Esnaf ve köşe yazarlığının dışında sizin bir de siyasi kimliğiniz var .12 haziran seçimleri öncesinde de sizi sayın  Murat Yapıcı ile beraber izledik. Siyasi kimliğinizle değerlendirecek olursanız seçim sonuçları sizi nasıl etkiledi?

Ben yıllardan beri ülkü ocaklarından yetiştim. Ama ülkü ocaklarının toplumda bilinen, onlara giydirilen elbiseyi giymedim hiçbir zaman. Çünkü bence Türk Milliyetçisi kendisine dayatılanı değil, kendisine yakışanı giymeli.  Ben kendime Atatürkçülüğü çok yakıştırdım. Muhafazakarlığı, milliyetçiliği ve çağdaşlığı kendime çok yakıştırdım.  Muhafazakarlık derken de, bize ait olan dini ve milli değerlerimizi korunması ve yaşanması anlamında muhafazakarım. Küçük yaşlarımdan itibaren kendime bir çizgi çizdim. Bu çizgimden hiç sapmadım çok şükür. Her fikire açığım. Bolunun en sol görüşlüsü de, en muhafazakarı da en samimi arkadaşımdır. Bu anlamda fikirlere saygı duyuyorum. Yeter ki insanlar taşıdıkları fikirleri yaşasınlar. Fikirler yaşanmalı, eğer yaşanmazsa o fikirler insana yük olur.

Çok tarafsız olarak şunu söyleyebilirim ki, son zamanlarda, donanımlı, birikimli, Bolu’ya katlı sağlayacak olan adaylardan bir tanesiydi. Diğer adaylar kötüdür demiyorum ama yetişme tarzı, birikimi, Bolu’ya yaptıkları ve bundan sonra yapacakları ile Murat Bey’e güvendik. Yanında olduk. Elimizden gelen katkıyı sağladık. Ama siyasette rüzgar çok önemlidir. Ak Parti rüzgarı malum, Kılıçdaroğlu ile CHP’nin yakaladığı rüzgar malumdur. Maalesef MHP’ye, diğer partilere esen rüzgar esmemiştir. Ama Bolu için alınan oy bence büyük bir başarıdır. İki aylık çalışma ile azımsanamayacak bir oy alınmıştır. 8 yıllık çalışma ile Tanju Bey 35 bin oy kazandırıyorsa , iki ay çalışma ile Murat Bey de  28 bin oy alıyorsa bu müthiş bir başarıdır. Şunu da gördük ki seçim döneminde, Bolu Murat Bey’e tam anlamıyla destek olmamıştır. Bolu’nun çocuğu lafları havada kalmıştır.

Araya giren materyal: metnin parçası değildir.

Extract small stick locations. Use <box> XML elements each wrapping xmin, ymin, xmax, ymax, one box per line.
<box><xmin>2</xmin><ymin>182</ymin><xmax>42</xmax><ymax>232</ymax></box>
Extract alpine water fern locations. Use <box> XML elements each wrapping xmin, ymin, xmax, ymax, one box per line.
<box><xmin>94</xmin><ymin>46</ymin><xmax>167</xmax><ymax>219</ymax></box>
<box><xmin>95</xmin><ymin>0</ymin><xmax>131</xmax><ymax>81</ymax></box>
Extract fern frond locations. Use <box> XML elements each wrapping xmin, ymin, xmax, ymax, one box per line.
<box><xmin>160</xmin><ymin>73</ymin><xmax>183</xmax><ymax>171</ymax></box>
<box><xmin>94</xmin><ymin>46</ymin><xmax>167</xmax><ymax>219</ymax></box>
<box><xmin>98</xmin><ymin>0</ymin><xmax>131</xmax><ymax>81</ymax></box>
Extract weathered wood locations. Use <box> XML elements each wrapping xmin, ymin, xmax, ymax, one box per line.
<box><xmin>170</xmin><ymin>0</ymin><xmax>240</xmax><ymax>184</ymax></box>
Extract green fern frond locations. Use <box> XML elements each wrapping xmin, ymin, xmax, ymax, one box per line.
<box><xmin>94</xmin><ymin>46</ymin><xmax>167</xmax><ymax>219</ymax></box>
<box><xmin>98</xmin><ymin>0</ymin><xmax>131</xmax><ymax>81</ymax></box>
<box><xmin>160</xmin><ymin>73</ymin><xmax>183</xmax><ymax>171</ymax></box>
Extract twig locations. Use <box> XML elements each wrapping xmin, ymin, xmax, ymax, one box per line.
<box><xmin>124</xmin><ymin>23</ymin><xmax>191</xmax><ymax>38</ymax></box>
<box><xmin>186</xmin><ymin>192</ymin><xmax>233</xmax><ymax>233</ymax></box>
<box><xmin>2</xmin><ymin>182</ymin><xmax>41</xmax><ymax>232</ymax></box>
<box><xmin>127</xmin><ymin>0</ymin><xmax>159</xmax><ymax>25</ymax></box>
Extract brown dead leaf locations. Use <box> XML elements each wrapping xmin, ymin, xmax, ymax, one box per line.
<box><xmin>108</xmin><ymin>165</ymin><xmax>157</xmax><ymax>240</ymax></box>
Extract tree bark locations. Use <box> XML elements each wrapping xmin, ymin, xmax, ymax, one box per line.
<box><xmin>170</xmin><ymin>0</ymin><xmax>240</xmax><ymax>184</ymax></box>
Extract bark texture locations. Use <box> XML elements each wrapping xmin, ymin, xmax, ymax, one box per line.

Son olarak, siyasette esen rüzgar önemli dediniz. Murat Bey’i belediye başkanlığı seçimlerinde farklı bir partiden aday görebilir miyiz?   

Tabi bu kendisinin takdiridir. Ama benim tanıdığım kadarıyla Murat Bey, Türk milliyetçisidir. Belli bir duruşu olan bir insandır. Değişeceğini sanmıyorum. Çünkü teklifler geldi ama Murat Bey kabul etmedi.